What does it say about me that my back up is so similar to my current plan? Obviously, the fact that I have a sister who's a pharmacist has something to do with it, I think, but I can't even think of a non-medical fallback career I'd be interested in. I think I need to work on that...maybe alpaca farmer? (Come to think of it, I do think that would be a pretty sweet gig. They're so cute!)

Sunday, October 18, 2009

New world order

I think one of the hardest things about medical school (besides, you know, being really hard work) is that the standards of measurement change so drastically. Medical students all come from a background of academic success; otherwise we wouldn't have gotten into medical school in the first place. But once you are actually IN medical school, it's just not possible for all of us overachievers to keep being the best.

So it's been an adjustment to try to be satisfied with managing to be merely average, and trying to be happy with "above average" when that means an 86%, when the average was 84%. I told myself this year that (after pass/fail grading last year), I wasn't going to get caught up in always trying to be the best; I was going to try to be reasonable with my expectations. But I don't think it's worked. Maybe the worst thing is that I feel like I spend every waking moment studying, but it's still not enough.
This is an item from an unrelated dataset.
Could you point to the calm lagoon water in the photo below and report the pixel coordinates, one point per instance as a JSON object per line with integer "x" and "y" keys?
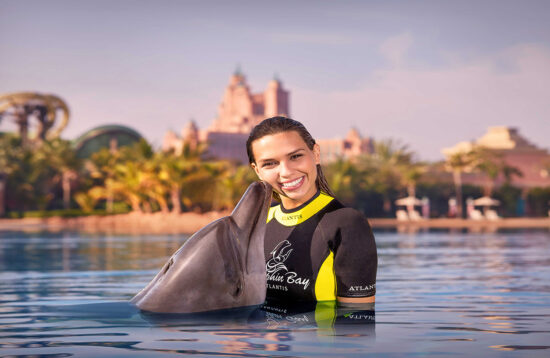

I'm not really sure what I could have done that would have pushed that 86% up to the 88% it would have taken to get an A in CV (which has a massive curve, if you couldn't guess).

But I felt this way last year, too, especially at the beginning. So, I'm still holding out hope, that as I get used to the new rhythm, I'll inch closer to the top of the heap. But, really, in a class of all stars, middle of the heap's probably not so bad.

After all, what is it they say? "What do you call the person who graduates last from medical school? Doctor. " One day, I'm sure, I won't care what grades I got, but right now, it hurts a little not to be the best.